Résultat : ce n’est pas le TRV qui a protégé les Français pendant la crise. Car pour la raison évoquée précédemment, la CRE a dû proposer une augmentation de la TRV de 35% en février 2022… et environ +100% en février 2023 et août 2023. Si les mensualités n’ont pas explosé jusqu’ici, c’est car l’Etat a mis en place un bouclier tarifaire très coûteux pour les finances publiques.
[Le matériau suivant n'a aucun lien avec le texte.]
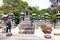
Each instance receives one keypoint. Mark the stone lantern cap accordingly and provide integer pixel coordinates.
(2, 14)
(38, 15)
(22, 13)
(46, 14)
(26, 9)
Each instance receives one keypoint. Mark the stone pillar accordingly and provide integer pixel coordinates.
(58, 21)
(47, 19)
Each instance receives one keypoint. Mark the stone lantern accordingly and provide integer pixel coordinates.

Mais, en vertu, toujours, du principe de contestabilité, ce système d’aides ne concernait pas que la TRV, puisque d’autres fournisseurs étaient également subventionnés pour endiguer l’envolée des factures de leurs clients.
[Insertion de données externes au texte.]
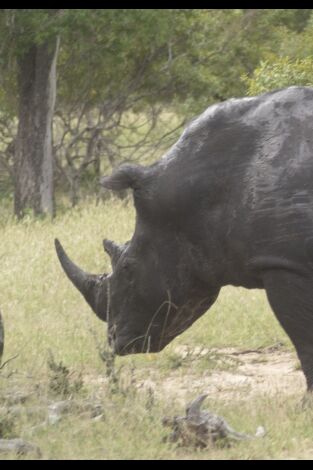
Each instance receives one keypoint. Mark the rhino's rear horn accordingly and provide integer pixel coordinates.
(124, 177)
(113, 250)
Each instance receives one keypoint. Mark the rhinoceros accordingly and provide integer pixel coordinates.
(231, 203)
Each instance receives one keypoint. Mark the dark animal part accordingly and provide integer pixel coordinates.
(231, 203)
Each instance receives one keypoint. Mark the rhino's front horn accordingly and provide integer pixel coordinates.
(92, 287)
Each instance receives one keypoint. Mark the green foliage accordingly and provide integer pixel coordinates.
(280, 73)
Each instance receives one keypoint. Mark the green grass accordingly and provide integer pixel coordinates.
(43, 312)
Il n’en demeure pas moins que certains d’entre eux ont encore augmenté drastiquement leurs tarifs, et la plupart ont même clôturé l’abonnement de nouveaux clients, entraînant un afflux sans précédent chez EDF. C’est d’ailleurs l’un des seuls avantages de la TRV : EDF n’a pas le droit de la modifier en cours de cours ni d’empêcher un consommateur d’y souscrire, et doit adhérer au calcul semestriel. de la CRE ainsi qu’avec l’accord de l’Etat.

« En fait, c’est une protection symbolique : les petits consommateurs ont le sentiment qu’elle les protège des mauvaises surprises », note l’économiste Jacques Percebois, directeur de Centre de recherche en économie et droit de l’énergie (CREDEN).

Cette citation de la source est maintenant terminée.